[Impala-ASF-CR] IMPALA-4658: Potential race if compiler reorders ReachedLimit() usage.

Abhishek Rawat (Code Review) Fri, 03 May 2019 16:23:42 -0700

Abhishek Rawat has posted comments on this change. ( 
http://gerrit.cloudera.org:8080/13178 )


Change subject: IMPALA-4658: Potential race if compiler reorders ReachedLimit() 
usage.
......................................................................


Patch Set 4:

(12 comments)

http://gerrit.cloudera.org:8080/#/c/13178/4//COMMIT_MSG
Commit Message:

http://gerrit.cloudera.org:8080/#/c/13178/4//COMMIT_MSG@17
PS4, Line 17: The getters/modifiers for single threaded code-paths
            : are: rows_returned(), ReachedLimit(), SetNumRowsReturned(),
            : IncrementNumRowsReturned(), and DecrementNumRowsReturned(). 
Thread safe
            : counterparts are: rows_returned_shared(), ReachedLimitShared(),
            : IncrementNumRowsReturnedShared(), and 
DecrementNumRowsReturnedShared().
> nit: this could be more readable if the functions were written to separate
Done


http://gerrit.cloudera.org:8080/#/c/13178/4//COMMIT_MSG@33
PS4, Line 33: Some serious thoughts were given to other approaches such as
            : updating the atomic num_rows_returned_ variable outside of a 
loop, but
            : such a change would have been very extensive and error prone.
> Did you think about creating a separate variable like limit_reached_shared_
The patch#2 was kind of doing something similar basically having rows_returned 
and rows_returned_shared.

In the latest patch#5 the MT nodes use synchronized functions only in the code 
path shared with non MT nodes.


http://gerrit.cloudera.org:8080/#/c/13178/4//COMMIT_MSG@56
PS4, Line 56: .
> nit: please wrap commit message at 72 chars
Done


http://gerrit.cloudera.org:8080/#/c/13178/4/be/src/exec/exec-node.h
File be/src/exec/exec-node.h:

http://gerrit.cloudera.org:8080/#/c/13178/4/be/src/exec/exec-node.h@211
PS4, Line 211: !IsScanNode() || type() == TPlanNodeType::HBASE_SCAN_NODE
             :         || type() == TPlanNodeType::DATA_SOURCE_NODE
I ended up creating following virtual functions and using them in the debug 
check:
LimitCheckedFromMultipleThreads() - returns true if multiple threads check the 
limit for a given scan node.
IsTaskBasedMultiThreadingSupport() - returns true if scan node supports Task 
Based MT. its generic but i think that should be ok in the current codebase 
since scan nodes are the only ones which have task based MT.

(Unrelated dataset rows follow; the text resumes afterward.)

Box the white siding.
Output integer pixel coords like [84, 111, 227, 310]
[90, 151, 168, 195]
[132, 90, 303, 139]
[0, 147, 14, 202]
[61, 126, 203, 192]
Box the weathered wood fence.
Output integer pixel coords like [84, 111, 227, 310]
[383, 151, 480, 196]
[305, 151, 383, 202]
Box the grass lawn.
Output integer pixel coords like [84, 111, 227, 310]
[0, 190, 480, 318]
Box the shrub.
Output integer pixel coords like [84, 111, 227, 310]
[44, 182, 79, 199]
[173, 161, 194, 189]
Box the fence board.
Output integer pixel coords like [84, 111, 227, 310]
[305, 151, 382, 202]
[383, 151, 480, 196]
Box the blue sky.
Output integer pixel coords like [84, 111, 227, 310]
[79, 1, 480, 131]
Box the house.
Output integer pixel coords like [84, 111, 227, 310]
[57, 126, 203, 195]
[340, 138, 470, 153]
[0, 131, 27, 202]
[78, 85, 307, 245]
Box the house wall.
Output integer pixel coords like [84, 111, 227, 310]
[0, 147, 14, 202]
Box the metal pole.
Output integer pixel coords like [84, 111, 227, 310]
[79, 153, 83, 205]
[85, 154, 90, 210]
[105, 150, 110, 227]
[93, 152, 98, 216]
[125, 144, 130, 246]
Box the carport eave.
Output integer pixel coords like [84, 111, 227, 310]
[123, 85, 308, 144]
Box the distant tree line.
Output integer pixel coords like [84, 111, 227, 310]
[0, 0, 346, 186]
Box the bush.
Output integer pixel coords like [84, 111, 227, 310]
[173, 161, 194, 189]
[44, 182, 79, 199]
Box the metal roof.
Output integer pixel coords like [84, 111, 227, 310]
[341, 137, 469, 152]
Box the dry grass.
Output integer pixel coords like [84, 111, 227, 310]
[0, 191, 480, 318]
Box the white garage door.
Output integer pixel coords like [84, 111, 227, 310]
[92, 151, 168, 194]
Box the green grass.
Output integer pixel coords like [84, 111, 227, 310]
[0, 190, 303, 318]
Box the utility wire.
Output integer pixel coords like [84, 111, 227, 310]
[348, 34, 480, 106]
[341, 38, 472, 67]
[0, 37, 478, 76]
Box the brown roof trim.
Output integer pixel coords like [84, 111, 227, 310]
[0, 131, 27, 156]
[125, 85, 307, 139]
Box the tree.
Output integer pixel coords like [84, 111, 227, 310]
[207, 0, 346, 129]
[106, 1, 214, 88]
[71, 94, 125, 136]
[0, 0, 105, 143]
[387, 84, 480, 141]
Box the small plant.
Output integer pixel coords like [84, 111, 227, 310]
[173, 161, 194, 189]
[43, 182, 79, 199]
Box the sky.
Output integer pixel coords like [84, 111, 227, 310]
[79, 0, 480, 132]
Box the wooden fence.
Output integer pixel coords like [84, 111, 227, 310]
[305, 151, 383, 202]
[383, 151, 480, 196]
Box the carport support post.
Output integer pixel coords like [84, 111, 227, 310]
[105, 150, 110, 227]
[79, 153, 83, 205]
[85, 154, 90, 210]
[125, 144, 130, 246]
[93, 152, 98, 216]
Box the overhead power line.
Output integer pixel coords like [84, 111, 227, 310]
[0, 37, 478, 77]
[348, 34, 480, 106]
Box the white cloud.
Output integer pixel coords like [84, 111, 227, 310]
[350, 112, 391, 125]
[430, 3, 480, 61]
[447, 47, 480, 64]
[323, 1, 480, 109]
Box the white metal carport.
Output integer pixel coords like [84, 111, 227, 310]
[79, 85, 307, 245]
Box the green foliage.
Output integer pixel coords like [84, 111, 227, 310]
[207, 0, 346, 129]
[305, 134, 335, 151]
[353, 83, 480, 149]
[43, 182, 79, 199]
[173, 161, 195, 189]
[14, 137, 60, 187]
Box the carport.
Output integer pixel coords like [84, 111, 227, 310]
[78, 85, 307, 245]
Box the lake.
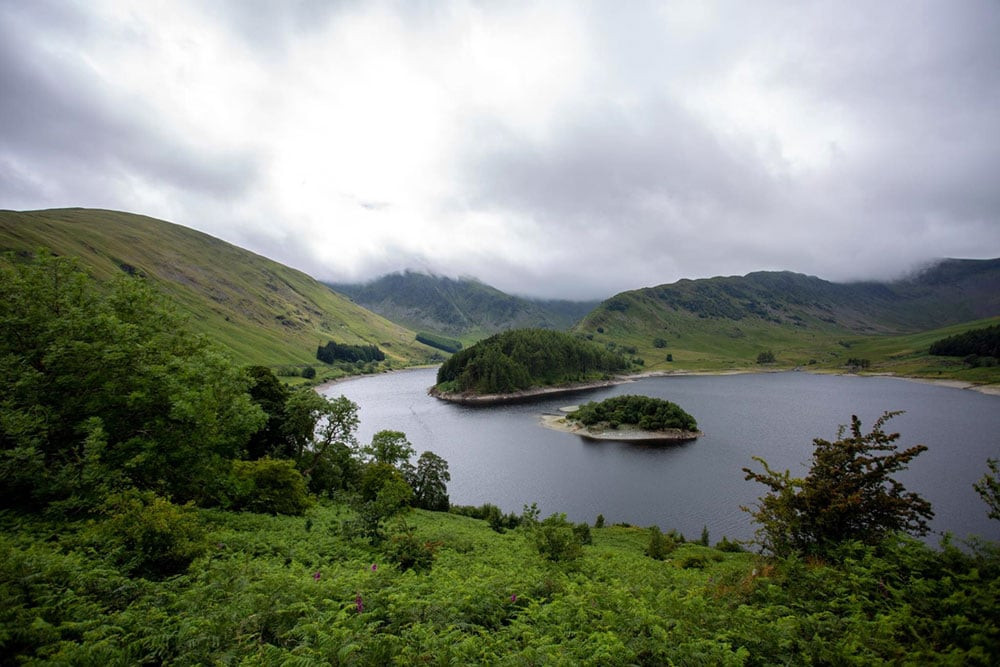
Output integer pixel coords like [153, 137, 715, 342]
[321, 369, 1000, 542]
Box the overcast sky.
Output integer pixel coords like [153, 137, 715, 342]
[0, 0, 1000, 298]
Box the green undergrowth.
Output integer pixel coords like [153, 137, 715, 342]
[0, 504, 1000, 665]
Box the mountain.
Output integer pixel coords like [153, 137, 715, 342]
[329, 271, 598, 340]
[574, 259, 1000, 376]
[0, 208, 433, 365]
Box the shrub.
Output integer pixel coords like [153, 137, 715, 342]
[715, 535, 746, 553]
[530, 514, 589, 562]
[743, 412, 934, 556]
[93, 489, 207, 579]
[757, 350, 774, 364]
[233, 458, 313, 516]
[386, 525, 440, 572]
[646, 526, 677, 560]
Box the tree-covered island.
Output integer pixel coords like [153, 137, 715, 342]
[431, 329, 632, 404]
[542, 394, 701, 441]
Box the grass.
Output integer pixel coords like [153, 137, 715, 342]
[577, 304, 1000, 384]
[0, 502, 1000, 665]
[0, 209, 434, 370]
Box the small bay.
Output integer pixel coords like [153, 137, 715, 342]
[321, 369, 1000, 542]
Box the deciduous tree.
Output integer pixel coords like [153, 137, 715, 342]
[743, 412, 934, 556]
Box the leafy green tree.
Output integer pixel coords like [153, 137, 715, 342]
[246, 366, 291, 459]
[972, 459, 1000, 520]
[529, 514, 583, 562]
[743, 412, 934, 556]
[284, 388, 361, 493]
[361, 430, 415, 467]
[349, 463, 413, 544]
[92, 489, 207, 578]
[646, 526, 677, 560]
[407, 452, 454, 514]
[0, 256, 265, 511]
[233, 458, 313, 516]
[757, 350, 774, 364]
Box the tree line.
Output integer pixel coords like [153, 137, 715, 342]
[437, 329, 630, 394]
[316, 340, 385, 364]
[930, 324, 1000, 358]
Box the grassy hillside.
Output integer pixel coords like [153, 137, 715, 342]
[0, 505, 1000, 665]
[0, 209, 433, 366]
[575, 260, 1000, 382]
[330, 271, 597, 344]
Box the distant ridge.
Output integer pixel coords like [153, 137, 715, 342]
[574, 259, 1000, 372]
[328, 271, 599, 339]
[0, 208, 434, 365]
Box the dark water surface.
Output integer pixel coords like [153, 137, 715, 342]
[323, 369, 1000, 542]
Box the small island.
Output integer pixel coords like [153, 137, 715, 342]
[542, 394, 703, 442]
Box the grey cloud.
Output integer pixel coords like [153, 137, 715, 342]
[0, 4, 258, 209]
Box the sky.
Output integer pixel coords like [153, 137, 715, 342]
[0, 0, 1000, 299]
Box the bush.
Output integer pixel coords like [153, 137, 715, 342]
[743, 412, 934, 556]
[530, 514, 589, 562]
[646, 526, 677, 560]
[93, 489, 207, 579]
[757, 350, 774, 364]
[386, 525, 440, 572]
[715, 535, 746, 553]
[233, 458, 313, 516]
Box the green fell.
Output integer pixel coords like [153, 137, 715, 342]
[0, 209, 433, 366]
[330, 271, 597, 344]
[574, 260, 1000, 382]
[436, 329, 631, 394]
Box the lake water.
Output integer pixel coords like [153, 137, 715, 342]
[322, 369, 1000, 542]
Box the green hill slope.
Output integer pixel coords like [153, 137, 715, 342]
[330, 271, 598, 343]
[575, 266, 1000, 380]
[0, 209, 433, 366]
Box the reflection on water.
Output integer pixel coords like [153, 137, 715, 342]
[324, 369, 1000, 541]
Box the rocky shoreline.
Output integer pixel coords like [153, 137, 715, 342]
[427, 376, 635, 406]
[540, 406, 704, 443]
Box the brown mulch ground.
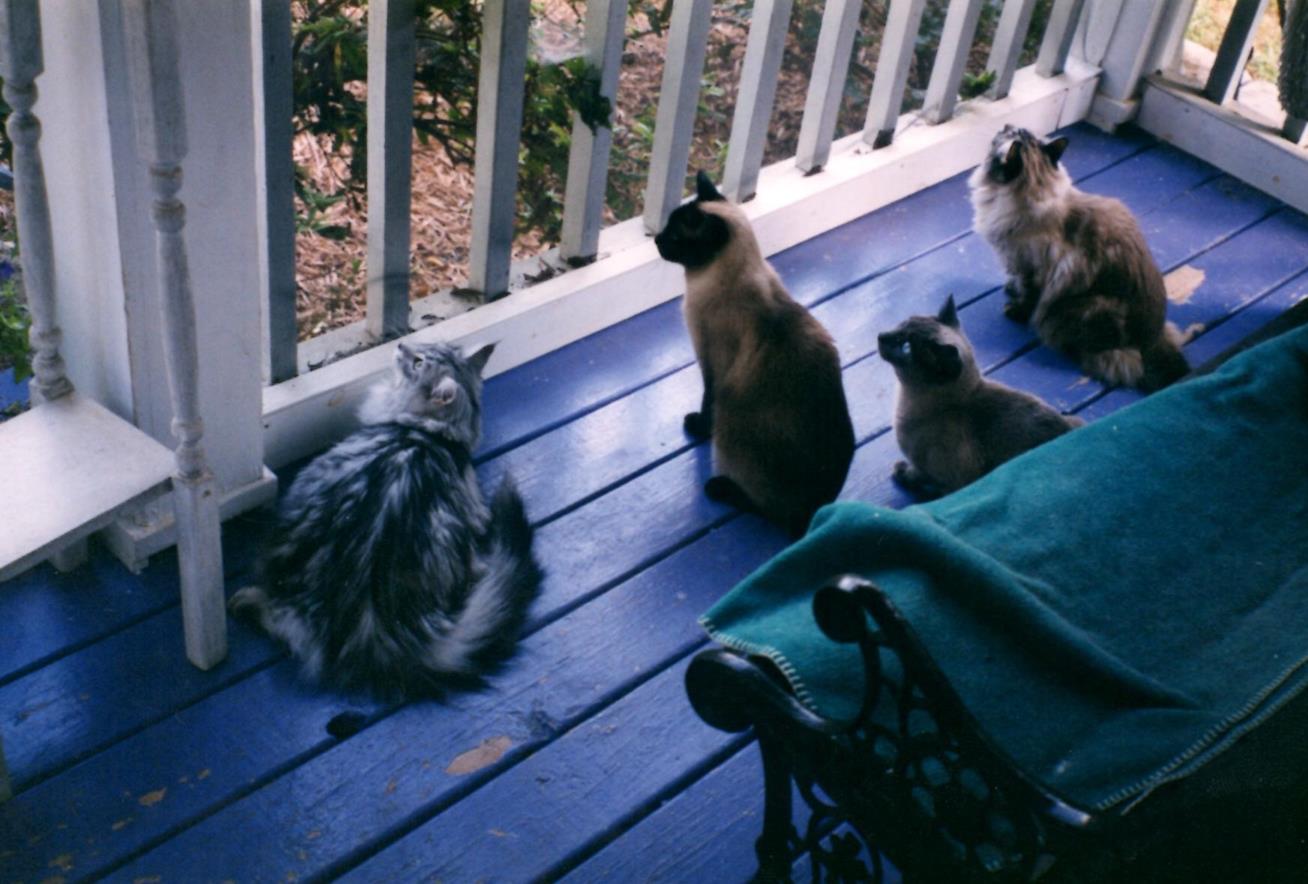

http://gerrit.cloudera.org:8080/#/c/13178/4/be/src/exec/exec-node.h@401
PS4, Line 401: int64_t num_rows_returned_;
> Can you add a comment about this variable's usage? It is not too typical th
Done.


http://gerrit.cloudera.org:8080/#/c/13178/4/be/src/exec/hdfs-scan-node-mt.cc
File be/src/exec/hdfs-scan-node-mt.cc:

http://gerrit.cloudera.org:8080/#/c/13178/4/be/src/exec/hdfs-scan-node-mt.cc@114
PS4, Line 114: IncrementNumRowsReturnedShared
> The comment states that we use Shared versions in MT nodes for the sake of
Made changes such that we limit the use of atomic functions to scanner 
code-paths only


http://gerrit.cloudera.org:8080/#/c/13178/4/be/src/exec/hdfs-scan-node.cc
File be/src/exec/hdfs-scan-node.cc:

http://gerrit.cloudera.org:8080/#/c/13178/4/be/src/exec/hdfs-scan-node.cc@134
PS4, Line 134:     // Update the number of materialized rows now instead of 
when they are materialized.
             :     // This means that scanners might process and queue up more 
rows than are necessary
             :     // for the limit case but we want to avoid the synchronized 
writes to
             :     // num_rows_returned_.
             :     IncrementNumRowsReturnedShared(row_batch->num_rows());
> Yeah the comment is a little weird now in that it's justifying using the st
Deleted the comment and added new comment.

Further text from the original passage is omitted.